Kishin Doji Zenki: Vajura Fight (1995, en haut à gauche) et d’autres jeux PC-FX – galerie détaillée sur NintendoLife
Comme beaucoup de machines de cette période, la PC-FX a été autant vendue comme un appareil « multimédia » qu’une console de jeu. La coque façon tour de PC, à l’opposé total du design habituel des consoles qui favorise les machines présentées à l’horizontale, n’a peut-être pas été du goût de chacun, mais il a conféré à la PC-FX un look plus adulte, presque professionnel. La possibilité de recevoir (mais pas d’envoyer) des fax était une tentative originale de préfigurer les fonctionnalités en ligne qui nous semblent aujourd’hui standard ; en effet, avant le lancement de la console, Iguchi évoquait la création d’une connectivité avec différents produits électroniques, comme les ordinateurs et les systèmes téléphoniques. La machine disposait de ports d’extension et bien que le seul accessoire à en faire usage fut le module de sauvegarde de jeu FX-BMP, des rumeurs circulaient qu’une véritable carte graphique 3D était en chantier, et qu’elle aurait permis à la PC-FX de rivaliser d’égal à égal avec les machines de Sony et SEGA. La lecture de CD audio et de CD-ROM de photos était également gérée et, grosse nouveauté, la console pouvait être connectée à un PC-98 (NdT : un micro-ordinateur 16-bit très populaire de NEC) via un adaptateur SCSI et faire ainsi office de lecteur CD-ROM. Mais, aussi innovantes soient-elles, ces fonctionnalités ne pesaient pas bien lourd face aux consoles rivales plus puissantes. Renforcée par des performances impressionnantes et un soutien sans faille des éditeurs, la PlayStation s’est rapidement accaparée la majeure partie du marché, ne laissant que des miettes à ses rivales. La PC-FX avait à peine voix au chapitre ; les ventes étaient misérables, avec moins de 100 000 exemplaires en une année – à comparer avec la réussite de la PlayStation, qui avait déjà dépassé le million au Japon à ce stade. Étonnamment, les chiffres ne semblent pas avoir surpris NEC qui n’avait d’emblée pas placé très haut ses attentes, Iguchi confiant à EDGE qu’il pensait vendre « environ 50 000 » PC-FX en 1994 et autant l’année suivante.

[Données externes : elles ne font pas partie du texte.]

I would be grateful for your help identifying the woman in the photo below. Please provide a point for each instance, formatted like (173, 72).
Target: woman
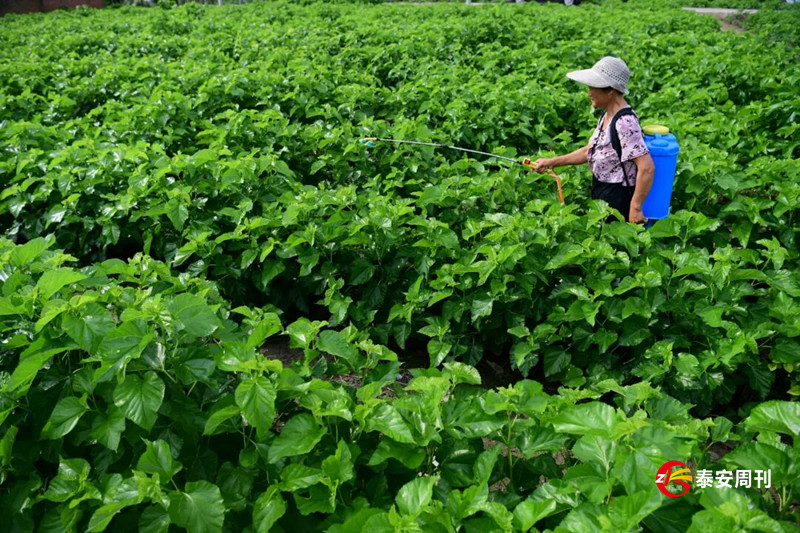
(622, 179)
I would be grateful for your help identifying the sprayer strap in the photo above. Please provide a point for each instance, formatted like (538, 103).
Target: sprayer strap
(615, 143)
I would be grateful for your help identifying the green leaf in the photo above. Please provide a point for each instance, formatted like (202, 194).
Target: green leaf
(339, 467)
(387, 420)
(65, 415)
(592, 418)
(199, 509)
(103, 516)
(24, 255)
(178, 213)
(154, 519)
(298, 476)
(70, 480)
(760, 456)
(7, 445)
(334, 343)
(90, 327)
(268, 508)
(107, 427)
(777, 416)
(481, 308)
(595, 449)
(256, 398)
(463, 373)
(410, 455)
(415, 496)
(235, 483)
(140, 399)
(218, 416)
(194, 314)
(527, 513)
(31, 361)
(300, 434)
(54, 280)
(157, 459)
(120, 346)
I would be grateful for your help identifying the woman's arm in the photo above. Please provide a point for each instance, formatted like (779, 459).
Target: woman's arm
(644, 180)
(577, 157)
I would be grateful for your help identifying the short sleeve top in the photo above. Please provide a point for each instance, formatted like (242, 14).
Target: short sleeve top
(603, 160)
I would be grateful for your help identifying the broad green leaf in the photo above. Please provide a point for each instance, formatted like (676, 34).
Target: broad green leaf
(334, 343)
(53, 281)
(387, 420)
(356, 522)
(140, 399)
(778, 416)
(103, 516)
(25, 254)
(177, 213)
(194, 314)
(481, 308)
(70, 480)
(89, 327)
(298, 476)
(31, 361)
(759, 456)
(463, 373)
(218, 416)
(527, 513)
(592, 418)
(235, 483)
(107, 427)
(300, 434)
(120, 346)
(595, 449)
(154, 519)
(199, 508)
(485, 464)
(339, 467)
(65, 415)
(414, 496)
(410, 455)
(7, 445)
(268, 508)
(256, 398)
(157, 459)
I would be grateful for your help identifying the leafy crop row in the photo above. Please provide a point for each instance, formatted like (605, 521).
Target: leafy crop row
(158, 409)
(183, 187)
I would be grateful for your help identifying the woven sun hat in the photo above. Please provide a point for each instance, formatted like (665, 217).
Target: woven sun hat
(608, 72)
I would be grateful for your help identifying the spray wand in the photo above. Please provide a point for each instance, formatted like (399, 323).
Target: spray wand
(370, 142)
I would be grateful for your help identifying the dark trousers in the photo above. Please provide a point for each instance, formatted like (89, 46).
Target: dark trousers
(616, 195)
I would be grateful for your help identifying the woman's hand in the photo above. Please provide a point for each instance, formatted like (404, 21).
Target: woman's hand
(636, 215)
(543, 165)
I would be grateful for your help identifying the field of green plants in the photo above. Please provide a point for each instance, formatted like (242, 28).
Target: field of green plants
(221, 312)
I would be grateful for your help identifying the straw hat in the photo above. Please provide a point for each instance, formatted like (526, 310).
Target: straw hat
(608, 72)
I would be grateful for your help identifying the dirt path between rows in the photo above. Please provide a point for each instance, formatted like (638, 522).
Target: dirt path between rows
(725, 16)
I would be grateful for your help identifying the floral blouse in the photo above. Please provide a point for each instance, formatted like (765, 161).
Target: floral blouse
(603, 160)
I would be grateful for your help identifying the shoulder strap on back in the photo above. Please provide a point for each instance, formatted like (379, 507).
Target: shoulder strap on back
(613, 129)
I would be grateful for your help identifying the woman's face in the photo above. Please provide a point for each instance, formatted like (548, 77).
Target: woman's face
(600, 97)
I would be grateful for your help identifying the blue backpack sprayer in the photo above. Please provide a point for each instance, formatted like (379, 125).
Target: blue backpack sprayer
(663, 149)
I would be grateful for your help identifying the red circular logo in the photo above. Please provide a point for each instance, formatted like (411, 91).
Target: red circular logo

Encore d’autres très beaux visuels – galerie détaillée sur NintendoLife
Comme cela devenait de plus en plus délicat, NEC a ouvert les vannes et laissé arriver ce que beaucoup considèrent comme le lourd héritage de la console : les simulations de drague hentai avec des écolières typées anime et prenant des poses provocantes. Mais la nature très japonaise de sa ludothèque avait déjà réduit à néant, bien avant cela, les maigres chances d’une sortie de la PC-FX en Occident. On pourrait toutefois objecter qu’après l’échec cuisant de la TurboGrafx-16, l’équivalent américain de la PC Engine, NEC n’allait pas refaire la même erreur mais si la PC-FX avait été un succès dans son pays d’origine, les probabilités qu’elle arrive jusqu’en Occident auraient été bien plus grandes. Néanmoins, la PC-FX a su se créer une niche au Japon et s’accrocher à cette toute petite part de marché pendant plus de trois ans. Le dernier jeu publié, appelé First Kiss Story – vous avez compris, c’est un jeu de drague – a fait son arrivée tant bien que mal sur les rayons japonais en avril 1998, alors que la génération 32/64-bit touchait à sa fin. Des rumeurs ont circulé que d’autres jeux, dont un nouvel épisode très attendu de la série de RPG Far East of Eden, devaient être développés « si le marché avait été favorable » mais ils ne se sont bien sûr jamais concrétisés. La PC-FX était sans conteste une machine obsolète dès sa sortie, et à des années-lumière de l’héritage triomphal laissé par la PC Engine ; elle marqua aussi la fin du partenariat jusqu’ici fructueux entre NEC et Hudson.